COP18の概要~産業界の視点(第1回)
手塚 宏之
国際環境経済研究所主席研究員、JFEスチール 専門主監(地球環境)
温暖化対策か富の再分配か?
途上国の数が勝り、環境NGOにとり囲まれた国連交渉の場においては「温暖化は先進国が引き起こした災いであり、被害を受ける途上国に補償をするのは当然」という論調が大勢を占めている。結局今回も、先進国の資金協力の件では紛糾し、カンクン合意にある「2020年までに年間1000億ドルの資金協力を実施する」という先進国プレッジに対して、中間的に毎年600億ドル(毎年約5兆円!)をコミットするという文言の記載を先進国に求めた途上国と、目下の経済情勢では一切の定量的な資金コミットはできないとした先進国の間で激しく対立し、長期資金については議論を1年延長して継続することとなった。自国の「財政の崖」を巡り激しい政争を繰り広げている米国や、ギリシャ・スペインの財政破綻を回避するための資金を誰が負担すべきかで議論を続けているEU、社会保障の破綻を避けるべく消費税増税が不可避とした民主党が政権を失った日本などの実態を見たとき、このような莫大な資金支援の要求が昨今の世界情勢から見ていかに現実性がないものであることについて、この国連交渉の場ではほとんど省みられていないように思われる。
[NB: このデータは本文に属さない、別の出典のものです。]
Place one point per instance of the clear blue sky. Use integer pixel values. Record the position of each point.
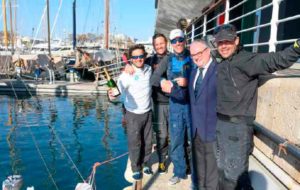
(135, 18)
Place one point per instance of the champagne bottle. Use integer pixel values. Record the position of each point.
(111, 84)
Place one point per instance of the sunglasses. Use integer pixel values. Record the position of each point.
(198, 53)
(138, 57)
(180, 40)
(228, 27)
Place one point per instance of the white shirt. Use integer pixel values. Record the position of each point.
(203, 72)
(136, 90)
ただその一方で今COPでは、途上国で発生した気候変動ダメージ(水害や旱魃)への損失、被害補償(Loss & Damage)のための枠組みを新たにCOP19で立ち上げるという、適応基金、緑の気候基金に次ぐ新たな資金協力の扉が開かれた。(当初途上国は、先進国が温暖化のライアビリティ(責任)への補償として払うべきと主張していたが、加害責任(liability)の下での補償的な資金援助は絶対認められないとした米国の強い主張で、「支援(Aid)」という位置づけに落ち着いたという。)新規に設立されたものの、未だ中身が空で、どうやってファイナンスしていくか決まっていない「緑の気候基金(GCF)」に続く、さらに新しい資金支援のメカニズムを作るというのは、先進国側からみるといささかやり過ぎではないかとの批判も聞こえてきそうだ。
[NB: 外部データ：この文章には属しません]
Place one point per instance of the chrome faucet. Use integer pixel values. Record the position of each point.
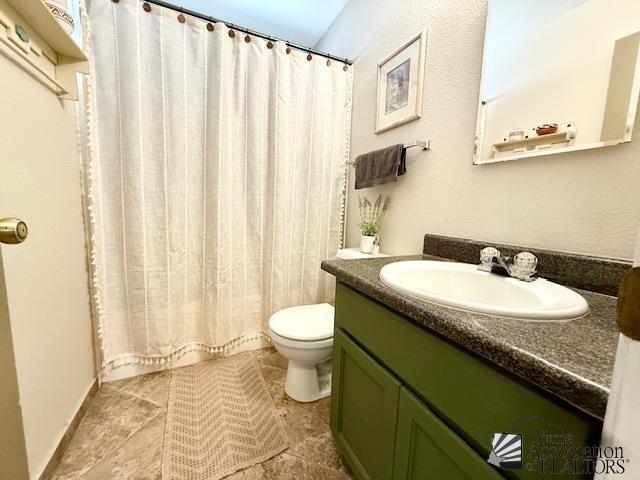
(523, 266)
こうして見てくると結局この気候変動に関する国連交渉は、温暖化対策という名目による北から南への資金援助~富の再配分~の交渉をしているのであり(国別排出枠のトップダウンでの設定も、いわばエネルギー使用枠の配分という意味で、間接的に富の配分を行っているともいえる)、現実の世界で温暖化対策に確実に寄与するはずの、省エネや低炭素技術による実際の温暖化対策の実行や促進策といった現実的な対策は脇役に押しやられているという皮肉が起きているという印象だ。